La Fondation Pour L’audition, créée par Françoise Bettencourt Meyers, Jean-Pierre Meyers et la Fondation Bettencourt Schueller en 2016, est une des rares en France à proposer des financements spécifiques pour la recherche sur les déficits d’oreille interne.
Le soutien financier de la fondation permet en particulier le recrutement d’un post-doctorant.
Résumé du projet
The hair cells of our hearing or balance organs are unique and highly specialized sensory cells, bearing epithelia and neuronal characteristics and functions. The hair cell has a polarized apical pole, with many apical markers delimiting a tight junction and an apical membrane, the latter being particularly differentiated into a morphologically complex hair bundle containing the mecanotransduction channels necessary for the function of the cell. But this cell has also an very distinctive basolateral pole, that is in fact a presynaptic zone, containing specific synaptic components (ribbon synapse), which are themselves critical for cell function, and whose maturation depends in part on the function of the cell’s apical part. This amazing but complex compartmentalization of the hair cell structure and function underscores the critical aspect of the polarity mechanisms and the importance to understand their coordination during the cell formation process. It is therefore clear that the identification of all participants in this polarity process and of the sequence of events taking place are absolutely critical for the comprehension of the pathologies associated with mutations in these genes. But more importantly, understanding the mechanisms leading to the formation of functional hair cells is critical is in a therapeutic context, whether it is gene-based or stem cell-based approaches to either rescue damaged hair cells or to generate new ones after a trauma. Indeed, if the structure of the hair cells and the cochlea has allowed us, humans, to develop a hearing adapted to our needs during evolution, it has also contributed to their fragility, since mammals have lost their ability to create new hair cells hair cells, a feature that exists in birds, reptiles and amphibians.

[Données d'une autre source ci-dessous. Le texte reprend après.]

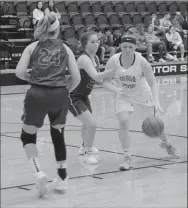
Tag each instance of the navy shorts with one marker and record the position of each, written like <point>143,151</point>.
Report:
<point>78,104</point>
<point>42,101</point>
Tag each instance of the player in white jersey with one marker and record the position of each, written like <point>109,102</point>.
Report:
<point>134,84</point>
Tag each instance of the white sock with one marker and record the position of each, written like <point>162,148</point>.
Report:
<point>35,164</point>
<point>88,149</point>
<point>127,151</point>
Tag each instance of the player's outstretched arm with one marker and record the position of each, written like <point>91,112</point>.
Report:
<point>73,70</point>
<point>150,77</point>
<point>84,62</point>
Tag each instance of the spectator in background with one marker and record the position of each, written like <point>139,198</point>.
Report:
<point>52,9</point>
<point>154,43</point>
<point>174,42</point>
<point>165,22</point>
<point>38,13</point>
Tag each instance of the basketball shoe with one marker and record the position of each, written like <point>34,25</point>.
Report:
<point>82,150</point>
<point>60,185</point>
<point>127,163</point>
<point>171,150</point>
<point>41,183</point>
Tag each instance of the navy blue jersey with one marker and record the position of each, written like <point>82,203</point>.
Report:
<point>86,84</point>
<point>48,63</point>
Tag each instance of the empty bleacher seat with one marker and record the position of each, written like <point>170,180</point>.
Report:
<point>146,18</point>
<point>61,7</point>
<point>65,18</point>
<point>84,7</point>
<point>119,6</point>
<point>136,18</point>
<point>130,6</point>
<point>72,7</point>
<point>107,6</point>
<point>96,6</point>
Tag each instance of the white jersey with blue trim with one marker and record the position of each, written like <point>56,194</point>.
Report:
<point>132,80</point>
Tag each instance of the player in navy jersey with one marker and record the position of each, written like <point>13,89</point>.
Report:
<point>47,59</point>
<point>134,85</point>
<point>79,104</point>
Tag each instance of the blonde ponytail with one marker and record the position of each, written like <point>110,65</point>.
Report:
<point>42,31</point>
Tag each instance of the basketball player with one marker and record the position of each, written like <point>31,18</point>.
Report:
<point>47,60</point>
<point>79,104</point>
<point>133,83</point>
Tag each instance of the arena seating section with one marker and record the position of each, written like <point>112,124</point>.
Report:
<point>16,19</point>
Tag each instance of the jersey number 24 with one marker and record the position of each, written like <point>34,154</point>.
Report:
<point>48,58</point>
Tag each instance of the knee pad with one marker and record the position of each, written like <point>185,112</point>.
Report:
<point>57,135</point>
<point>28,138</point>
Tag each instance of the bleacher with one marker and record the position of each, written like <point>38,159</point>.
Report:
<point>16,20</point>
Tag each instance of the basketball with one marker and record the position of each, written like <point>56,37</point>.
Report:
<point>153,126</point>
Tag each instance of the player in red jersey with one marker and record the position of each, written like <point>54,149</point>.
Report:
<point>47,60</point>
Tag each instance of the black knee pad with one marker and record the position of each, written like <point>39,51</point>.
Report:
<point>57,135</point>
<point>59,143</point>
<point>28,138</point>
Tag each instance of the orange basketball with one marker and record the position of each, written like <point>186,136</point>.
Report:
<point>153,126</point>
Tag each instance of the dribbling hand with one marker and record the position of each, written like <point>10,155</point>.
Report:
<point>158,108</point>
<point>119,92</point>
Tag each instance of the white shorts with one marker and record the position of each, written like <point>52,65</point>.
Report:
<point>124,104</point>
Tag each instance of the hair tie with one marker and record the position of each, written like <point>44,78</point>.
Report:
<point>54,26</point>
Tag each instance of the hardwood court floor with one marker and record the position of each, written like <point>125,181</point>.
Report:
<point>155,181</point>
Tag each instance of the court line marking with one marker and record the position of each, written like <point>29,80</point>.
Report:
<point>160,168</point>
<point>26,189</point>
<point>109,151</point>
<point>91,175</point>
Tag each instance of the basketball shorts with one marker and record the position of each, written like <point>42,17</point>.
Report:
<point>42,101</point>
<point>78,104</point>
<point>125,104</point>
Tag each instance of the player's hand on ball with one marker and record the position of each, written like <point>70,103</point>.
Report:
<point>29,71</point>
<point>119,91</point>
<point>158,108</point>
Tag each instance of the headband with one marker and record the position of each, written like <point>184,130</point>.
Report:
<point>54,26</point>
<point>128,40</point>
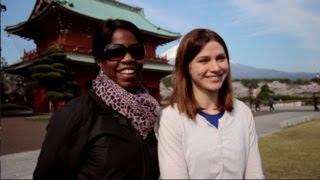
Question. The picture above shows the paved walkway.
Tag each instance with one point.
(21, 165)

In this project, we have the ambition to identify new members of the hair cell apical complex and to decipher their interactions with known and unknown interactors. In doing so, we will also identify their function at the apical but also the basolateral (synaptic) pole of the hair cells, and the functional consequences of their mutation, identifying new deafness genes in the process. We will also attempt to link the hearing deficits due to the mutations of our candidate genes to a specific complex congenital pathology, congenital hydrocephalus.